Philippines Airport Restores Normalcy After Power Outage

A passenger wearing a face mask and face shield for protection against the coronavirus disease (COVID-19) walks towards a counter in the Ninoy Aquino International Airport in Paranaque, Metro Manila, Philippines, January 14, 2021. REUTERS/Eloisa Lopez/File Photo

Those who boarded their aircraft before the glitch was announced had to wait hours before disembarking.

The Philippine telecommunications conglomerate PLDT Inc’s chairman Manny Pangilinan tweeted that he was flying from Tokyo to Manila when his plane was diverted to Haneda Airport in Japan due to “radar and navigation problems.”.

His trip from Dubai was impacted, as was businessman Manuel Pangilinan’s, who on Sunday tweeted, “Only in the PH. Sigh,” after his flight from Japan had to turn around midflight.

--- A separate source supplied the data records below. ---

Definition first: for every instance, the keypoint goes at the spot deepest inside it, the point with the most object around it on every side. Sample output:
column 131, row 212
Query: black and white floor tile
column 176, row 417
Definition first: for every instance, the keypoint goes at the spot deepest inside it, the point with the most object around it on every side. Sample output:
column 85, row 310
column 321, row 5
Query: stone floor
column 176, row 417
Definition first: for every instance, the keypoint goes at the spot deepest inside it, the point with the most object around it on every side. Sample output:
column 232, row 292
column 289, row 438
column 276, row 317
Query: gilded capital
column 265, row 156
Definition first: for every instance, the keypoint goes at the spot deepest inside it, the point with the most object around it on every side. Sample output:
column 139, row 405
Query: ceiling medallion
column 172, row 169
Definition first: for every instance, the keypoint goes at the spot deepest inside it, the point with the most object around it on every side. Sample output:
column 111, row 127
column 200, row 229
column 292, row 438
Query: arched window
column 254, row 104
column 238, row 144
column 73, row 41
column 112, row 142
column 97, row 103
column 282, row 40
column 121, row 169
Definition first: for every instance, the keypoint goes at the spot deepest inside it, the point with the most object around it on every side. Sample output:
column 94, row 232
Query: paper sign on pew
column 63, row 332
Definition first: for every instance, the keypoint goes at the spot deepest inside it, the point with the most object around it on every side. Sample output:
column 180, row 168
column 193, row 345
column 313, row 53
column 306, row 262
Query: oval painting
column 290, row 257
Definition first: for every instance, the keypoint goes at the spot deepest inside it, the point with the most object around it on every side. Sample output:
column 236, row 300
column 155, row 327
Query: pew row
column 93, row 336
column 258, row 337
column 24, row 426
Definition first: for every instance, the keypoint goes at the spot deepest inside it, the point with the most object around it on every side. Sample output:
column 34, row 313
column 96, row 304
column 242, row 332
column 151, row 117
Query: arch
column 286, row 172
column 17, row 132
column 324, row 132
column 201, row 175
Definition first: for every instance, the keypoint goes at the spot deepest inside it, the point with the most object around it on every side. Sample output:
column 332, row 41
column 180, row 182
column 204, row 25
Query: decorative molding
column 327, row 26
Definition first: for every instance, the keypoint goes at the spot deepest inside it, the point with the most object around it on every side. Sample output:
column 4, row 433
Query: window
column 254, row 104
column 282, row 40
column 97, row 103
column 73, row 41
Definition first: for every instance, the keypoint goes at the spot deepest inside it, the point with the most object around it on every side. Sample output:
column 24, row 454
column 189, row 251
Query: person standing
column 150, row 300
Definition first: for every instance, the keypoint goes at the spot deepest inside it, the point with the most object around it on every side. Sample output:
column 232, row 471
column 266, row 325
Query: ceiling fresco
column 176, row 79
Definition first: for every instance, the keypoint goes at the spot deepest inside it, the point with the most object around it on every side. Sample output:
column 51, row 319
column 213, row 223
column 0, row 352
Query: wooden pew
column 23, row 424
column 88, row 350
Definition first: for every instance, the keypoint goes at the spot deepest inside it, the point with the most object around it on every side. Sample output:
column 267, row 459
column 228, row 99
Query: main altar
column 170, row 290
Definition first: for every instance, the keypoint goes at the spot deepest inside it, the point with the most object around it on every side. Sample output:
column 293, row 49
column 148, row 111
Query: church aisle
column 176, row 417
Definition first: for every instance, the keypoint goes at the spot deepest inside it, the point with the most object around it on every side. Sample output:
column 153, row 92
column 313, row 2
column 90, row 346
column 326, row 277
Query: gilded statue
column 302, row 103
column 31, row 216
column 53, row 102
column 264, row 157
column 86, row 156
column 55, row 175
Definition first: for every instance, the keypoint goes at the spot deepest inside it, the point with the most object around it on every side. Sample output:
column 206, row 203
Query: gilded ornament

Former presidential candidate and chair of the public services committee Grace Poe demanded an investigation into the incident from Congress, calling it “a national security problem.”

Philippines Airport Restores Normalcy After Power Outage

A man takes a picture of passengers queueing at the Ninoy Aquino International Airport in Pasay City, Metro Manila, Philippines, January 2, 2023. REUTERS/Eloisa Lopez

The institution installed its power system in 2018, but according to Chiong, both the primary and backup systems failed on Sunday.

He said that the devices encountered a power surge after being linked directly to the standard commercial energy, forcing radar and communications equipment to shut down.

According to government business consultant Joey Concepcion, a plan for a consortium to modernize the airport should be revived.

He stated in a statement that “any inefficiencies in the airport translate to substantial losses in business down the line and are felt throughout the country.”